Rating: 9.87 out of 10 (Above Average)
The modern military shooter is being re-revolutionized, just in time for the holiday season. Last issue, we said that Bulletstrike: Soldier’s Mark was the permanent King of the Hill. It’s many innovations, such as four squadmates rather than three, raised the bar for the industry as a whole. Well, Doppelganger Studios has backflipped over the bar, ripped it out of the wall, and used it to beat Bulletstrike: Soldier’s Mark to death. Wargunner: Hero’s Call is a game that you should already be playing. Drop this magazine and go buy it. If you’re reading this review online, drop your computer out the window and go buy it. If you’re reading this on a smartphone, chuck your phone into traffic and go buy it.
Wargunner: Hero’s Call is a visual marvel. In fact, I’d describe it as true art. Each of the foreigners that your squad guns down is rendered in loving detail. The impoverished ethnic rebels are all rendered with a sculptor’s eye. Wargunner: Hero’s Call captures the fine aesthetic details of suppressing resistance to the global status quo in a manner that makes the player feel as if he’s killing the minorities himself. There have been complaints about the portrayal of Arabs in past Wargunner titles. The controversy can now be put to rest. The Middle Eastern enemies charging at the player with sticks of dynamite in each hand are now rendered in photorealistic detail.
The gameplay has also taken a great leap forward. Doppelganger Games has finally ironed out the main flaw in the modern military shooter: player movement. The player’s experience is no longer burdened with the niceties of controlling walking, running, aiming, reloading, or gun selection. Now the pure experience of pulling the trigger can be enjoyed while the designers handle the rest. Past Wargunner titles have inched towards this innovation through objective markers, linear corridors, and scripted events. Wargunner finally cuts to the chase and takes things to their natural conclusion. Wargunner’s cinematic mood is uninterrupted by exploration or player death, finally achieving gaming’s goal of challenging the film industry. Doppelganger Games realized that just because it’s a game doesn’t mean that there’s time to play around.
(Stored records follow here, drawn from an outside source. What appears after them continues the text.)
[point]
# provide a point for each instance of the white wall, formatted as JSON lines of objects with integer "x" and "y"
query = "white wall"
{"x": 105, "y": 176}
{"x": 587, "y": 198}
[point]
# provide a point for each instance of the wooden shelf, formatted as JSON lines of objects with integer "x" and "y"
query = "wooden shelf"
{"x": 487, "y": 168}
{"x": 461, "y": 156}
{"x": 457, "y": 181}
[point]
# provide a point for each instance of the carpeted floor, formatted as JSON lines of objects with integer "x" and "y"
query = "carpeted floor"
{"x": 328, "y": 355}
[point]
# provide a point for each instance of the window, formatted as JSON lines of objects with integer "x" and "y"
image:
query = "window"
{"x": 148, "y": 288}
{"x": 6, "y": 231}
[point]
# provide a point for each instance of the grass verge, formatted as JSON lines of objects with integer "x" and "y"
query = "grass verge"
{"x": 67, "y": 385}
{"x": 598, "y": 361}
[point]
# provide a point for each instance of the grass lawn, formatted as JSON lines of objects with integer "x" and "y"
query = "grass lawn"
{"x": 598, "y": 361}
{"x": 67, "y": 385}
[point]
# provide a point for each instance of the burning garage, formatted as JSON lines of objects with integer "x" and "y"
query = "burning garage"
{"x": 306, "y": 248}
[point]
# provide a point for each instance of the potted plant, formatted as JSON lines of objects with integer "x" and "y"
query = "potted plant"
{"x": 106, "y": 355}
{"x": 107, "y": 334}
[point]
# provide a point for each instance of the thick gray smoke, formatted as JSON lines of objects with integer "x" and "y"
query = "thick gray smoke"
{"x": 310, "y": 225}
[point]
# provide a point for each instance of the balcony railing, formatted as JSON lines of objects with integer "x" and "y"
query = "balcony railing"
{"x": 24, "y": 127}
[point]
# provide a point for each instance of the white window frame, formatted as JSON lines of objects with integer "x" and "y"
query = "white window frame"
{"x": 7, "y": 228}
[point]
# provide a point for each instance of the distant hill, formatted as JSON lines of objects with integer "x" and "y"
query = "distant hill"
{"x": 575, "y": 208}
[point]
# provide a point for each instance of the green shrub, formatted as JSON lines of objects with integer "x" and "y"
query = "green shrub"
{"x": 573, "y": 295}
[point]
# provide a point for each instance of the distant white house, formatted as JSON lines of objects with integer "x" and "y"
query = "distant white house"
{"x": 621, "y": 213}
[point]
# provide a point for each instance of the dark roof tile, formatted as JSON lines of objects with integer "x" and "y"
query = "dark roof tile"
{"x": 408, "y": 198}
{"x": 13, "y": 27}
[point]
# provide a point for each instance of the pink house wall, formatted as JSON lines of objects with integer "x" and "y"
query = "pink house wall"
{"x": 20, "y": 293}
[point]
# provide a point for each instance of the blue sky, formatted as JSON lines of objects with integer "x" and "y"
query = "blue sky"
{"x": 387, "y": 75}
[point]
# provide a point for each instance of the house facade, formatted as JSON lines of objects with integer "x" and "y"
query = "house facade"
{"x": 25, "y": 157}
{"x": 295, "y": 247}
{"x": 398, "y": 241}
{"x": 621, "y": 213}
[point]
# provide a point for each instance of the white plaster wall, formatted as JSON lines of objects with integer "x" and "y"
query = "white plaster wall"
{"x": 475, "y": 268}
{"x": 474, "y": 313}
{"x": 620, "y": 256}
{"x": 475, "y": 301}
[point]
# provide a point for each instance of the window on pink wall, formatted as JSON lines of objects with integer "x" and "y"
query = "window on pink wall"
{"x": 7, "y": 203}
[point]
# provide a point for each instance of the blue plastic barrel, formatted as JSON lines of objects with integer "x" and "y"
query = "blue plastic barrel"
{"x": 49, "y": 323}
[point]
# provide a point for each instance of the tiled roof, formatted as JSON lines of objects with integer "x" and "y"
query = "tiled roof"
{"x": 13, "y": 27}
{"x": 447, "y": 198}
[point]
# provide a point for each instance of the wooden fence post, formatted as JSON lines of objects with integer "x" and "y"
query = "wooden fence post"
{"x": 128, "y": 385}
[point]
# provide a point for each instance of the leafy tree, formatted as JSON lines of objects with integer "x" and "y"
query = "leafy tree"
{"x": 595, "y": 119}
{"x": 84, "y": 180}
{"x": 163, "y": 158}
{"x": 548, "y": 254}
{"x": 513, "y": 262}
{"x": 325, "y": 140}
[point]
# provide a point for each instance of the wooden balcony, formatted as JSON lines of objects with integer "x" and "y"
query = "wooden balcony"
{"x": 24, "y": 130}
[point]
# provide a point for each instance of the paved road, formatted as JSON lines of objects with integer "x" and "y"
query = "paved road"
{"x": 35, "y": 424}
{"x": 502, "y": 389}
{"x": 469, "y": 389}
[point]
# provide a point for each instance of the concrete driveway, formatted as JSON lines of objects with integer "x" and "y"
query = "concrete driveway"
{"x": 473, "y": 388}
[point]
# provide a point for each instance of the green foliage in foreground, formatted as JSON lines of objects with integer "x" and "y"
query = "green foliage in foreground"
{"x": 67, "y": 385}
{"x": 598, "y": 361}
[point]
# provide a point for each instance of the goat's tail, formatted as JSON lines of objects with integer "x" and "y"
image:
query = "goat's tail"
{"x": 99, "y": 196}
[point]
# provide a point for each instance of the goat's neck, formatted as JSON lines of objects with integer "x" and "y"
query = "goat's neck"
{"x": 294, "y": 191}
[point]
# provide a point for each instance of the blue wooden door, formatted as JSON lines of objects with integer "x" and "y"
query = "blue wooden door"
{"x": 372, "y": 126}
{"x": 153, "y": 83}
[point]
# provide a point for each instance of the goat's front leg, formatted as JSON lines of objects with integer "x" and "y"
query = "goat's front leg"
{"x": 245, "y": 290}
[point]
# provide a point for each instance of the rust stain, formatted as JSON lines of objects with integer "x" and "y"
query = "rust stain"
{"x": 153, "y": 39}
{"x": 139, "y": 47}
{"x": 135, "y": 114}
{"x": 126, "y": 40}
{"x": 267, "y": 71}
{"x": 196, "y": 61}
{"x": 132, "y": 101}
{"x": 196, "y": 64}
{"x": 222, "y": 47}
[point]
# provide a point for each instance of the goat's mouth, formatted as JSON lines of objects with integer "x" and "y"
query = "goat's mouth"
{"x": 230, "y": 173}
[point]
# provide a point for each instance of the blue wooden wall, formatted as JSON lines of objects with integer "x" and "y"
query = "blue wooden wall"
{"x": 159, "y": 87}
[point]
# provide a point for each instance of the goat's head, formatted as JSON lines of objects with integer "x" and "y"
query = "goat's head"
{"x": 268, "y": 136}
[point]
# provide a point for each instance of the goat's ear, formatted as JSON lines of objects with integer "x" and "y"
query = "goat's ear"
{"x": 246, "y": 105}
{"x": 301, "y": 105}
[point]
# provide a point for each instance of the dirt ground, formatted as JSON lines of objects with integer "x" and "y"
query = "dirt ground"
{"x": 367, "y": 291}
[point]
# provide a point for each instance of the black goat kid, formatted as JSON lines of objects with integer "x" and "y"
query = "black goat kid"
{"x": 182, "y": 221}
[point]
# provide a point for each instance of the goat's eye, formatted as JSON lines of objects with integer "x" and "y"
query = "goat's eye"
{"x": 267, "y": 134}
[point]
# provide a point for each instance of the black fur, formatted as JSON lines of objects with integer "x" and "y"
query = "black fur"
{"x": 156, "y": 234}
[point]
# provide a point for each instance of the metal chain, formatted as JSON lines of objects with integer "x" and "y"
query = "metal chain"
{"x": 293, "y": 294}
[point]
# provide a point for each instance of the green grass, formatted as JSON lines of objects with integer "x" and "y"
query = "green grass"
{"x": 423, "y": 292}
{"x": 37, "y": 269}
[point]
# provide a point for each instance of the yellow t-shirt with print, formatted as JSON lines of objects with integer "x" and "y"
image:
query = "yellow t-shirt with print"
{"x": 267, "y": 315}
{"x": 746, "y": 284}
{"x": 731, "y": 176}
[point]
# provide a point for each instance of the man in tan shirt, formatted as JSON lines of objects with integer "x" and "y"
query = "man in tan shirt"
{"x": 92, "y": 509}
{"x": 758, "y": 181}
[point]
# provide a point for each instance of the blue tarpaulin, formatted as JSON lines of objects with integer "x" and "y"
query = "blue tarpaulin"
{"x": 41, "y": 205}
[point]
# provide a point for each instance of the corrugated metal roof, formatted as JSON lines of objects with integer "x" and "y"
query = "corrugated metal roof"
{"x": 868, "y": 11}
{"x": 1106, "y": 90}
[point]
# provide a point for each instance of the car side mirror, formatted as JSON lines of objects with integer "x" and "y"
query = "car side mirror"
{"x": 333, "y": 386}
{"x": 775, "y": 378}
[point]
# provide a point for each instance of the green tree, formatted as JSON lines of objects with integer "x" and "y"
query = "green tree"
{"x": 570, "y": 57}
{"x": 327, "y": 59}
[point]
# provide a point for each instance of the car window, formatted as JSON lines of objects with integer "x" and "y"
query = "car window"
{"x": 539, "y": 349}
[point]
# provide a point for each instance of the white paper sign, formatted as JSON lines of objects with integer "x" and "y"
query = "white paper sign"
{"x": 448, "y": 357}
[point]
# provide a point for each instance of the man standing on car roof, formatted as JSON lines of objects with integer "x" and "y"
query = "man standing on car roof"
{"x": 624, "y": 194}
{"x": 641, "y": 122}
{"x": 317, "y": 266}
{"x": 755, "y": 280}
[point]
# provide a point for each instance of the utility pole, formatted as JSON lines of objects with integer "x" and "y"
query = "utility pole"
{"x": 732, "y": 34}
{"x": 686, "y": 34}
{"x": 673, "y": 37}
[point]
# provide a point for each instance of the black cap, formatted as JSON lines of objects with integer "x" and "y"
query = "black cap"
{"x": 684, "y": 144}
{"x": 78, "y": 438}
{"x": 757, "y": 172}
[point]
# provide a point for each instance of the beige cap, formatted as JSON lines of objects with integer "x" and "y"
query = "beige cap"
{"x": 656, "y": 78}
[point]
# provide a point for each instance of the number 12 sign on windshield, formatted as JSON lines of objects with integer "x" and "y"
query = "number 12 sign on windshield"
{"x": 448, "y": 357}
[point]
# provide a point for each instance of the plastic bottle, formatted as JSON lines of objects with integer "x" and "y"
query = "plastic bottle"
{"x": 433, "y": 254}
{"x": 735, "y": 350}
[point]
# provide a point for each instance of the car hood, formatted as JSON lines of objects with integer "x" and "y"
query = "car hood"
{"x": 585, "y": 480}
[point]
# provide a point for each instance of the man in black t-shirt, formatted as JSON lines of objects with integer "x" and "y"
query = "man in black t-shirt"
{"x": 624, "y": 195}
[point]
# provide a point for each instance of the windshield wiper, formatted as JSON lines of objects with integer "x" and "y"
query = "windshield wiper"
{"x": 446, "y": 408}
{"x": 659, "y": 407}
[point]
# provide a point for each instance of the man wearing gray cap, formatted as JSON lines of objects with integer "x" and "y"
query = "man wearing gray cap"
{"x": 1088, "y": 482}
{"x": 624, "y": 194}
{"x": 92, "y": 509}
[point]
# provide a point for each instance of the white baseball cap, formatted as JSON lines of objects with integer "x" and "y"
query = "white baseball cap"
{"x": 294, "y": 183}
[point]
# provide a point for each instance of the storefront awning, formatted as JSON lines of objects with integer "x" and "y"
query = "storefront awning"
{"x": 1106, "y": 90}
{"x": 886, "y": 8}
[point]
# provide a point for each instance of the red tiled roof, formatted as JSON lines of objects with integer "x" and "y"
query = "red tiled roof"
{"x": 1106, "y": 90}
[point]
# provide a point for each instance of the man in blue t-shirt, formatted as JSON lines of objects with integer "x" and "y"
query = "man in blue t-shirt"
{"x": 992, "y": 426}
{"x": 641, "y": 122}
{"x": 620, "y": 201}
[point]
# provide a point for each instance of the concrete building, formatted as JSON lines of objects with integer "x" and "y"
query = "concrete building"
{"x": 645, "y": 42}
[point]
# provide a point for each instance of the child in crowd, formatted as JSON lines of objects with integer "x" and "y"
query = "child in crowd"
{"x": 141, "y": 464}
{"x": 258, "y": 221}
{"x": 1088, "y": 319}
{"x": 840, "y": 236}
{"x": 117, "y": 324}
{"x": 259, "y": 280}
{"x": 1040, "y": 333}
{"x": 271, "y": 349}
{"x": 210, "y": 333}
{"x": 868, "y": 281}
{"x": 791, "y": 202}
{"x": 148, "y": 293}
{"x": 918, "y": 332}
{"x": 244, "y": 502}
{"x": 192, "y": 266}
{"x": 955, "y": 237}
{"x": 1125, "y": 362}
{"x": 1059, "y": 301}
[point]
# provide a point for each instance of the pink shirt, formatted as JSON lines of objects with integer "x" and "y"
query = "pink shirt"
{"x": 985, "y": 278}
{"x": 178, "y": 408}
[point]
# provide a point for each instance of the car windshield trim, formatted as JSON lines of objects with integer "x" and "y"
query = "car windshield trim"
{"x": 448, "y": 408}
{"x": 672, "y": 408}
The story is nothing to write home about. It’s something to steal a jet and sky-write over your home city about until the air force shoots you down. As you plummet towards the earth, you won’t scream or cry. The knowledge that you brought the narrative of the millennium to at least one more person will keep you calm as your jet collides into the side of a building, bursting into flame and shrapnel. There will be no pain. The only thing you will feel as you fade into the next world is the warm glow of Corporal Reynold A. Merica’s narrative. Reynold shoots at terrorists for the government. The terrorists turn out to be part of a larger group. I’ll leave your imagination to fill out the blanks in this complex web. If I spoiled it, you would hang me from the highest tree in the country. Suffice to say that there is a stunt halfway through guaranteed to pull headlines. One might even think it was desigined to do so, but the creators of Wargunner: Hero’s Call have higher goals than grandstanding for media attention.
The soundtrack takes a surprisingly minimalist approach. Kid Rock’s American Badass is played on loop throughout the game’s campaign, with scripted explosions synced up with the song’s bass drum kicks. There is no other music. This triumph of modern sound design is matched only by the realistic tone of the gunfire. Every shot fired damages the main character’s hearing. Reynold is legally deaf by the end of the campaign, leaving the player unable to hear anything. Except, of course, the soaring chorus of American Badass.
Buy this game. Games like Wargunner: Hero’s Call deserve our support. Without it, there’d be no motive to make ten more modern military shooters next year. If you don’t have any money lying around, consider stealing. Your girlfriend just left her wallet lying there. Taking seventy bucks from it should teach her a lesson about leaving it in your bedroom. Anyone walking by the house could have taken it. It was bound to happen, really.
Disclaimer: Monkeys With Typewriters does not endorse Kid Rock’s breed of butt rock. Owning a Kid Rock record is grounds for execution in Dennard Dayle’s ideal world.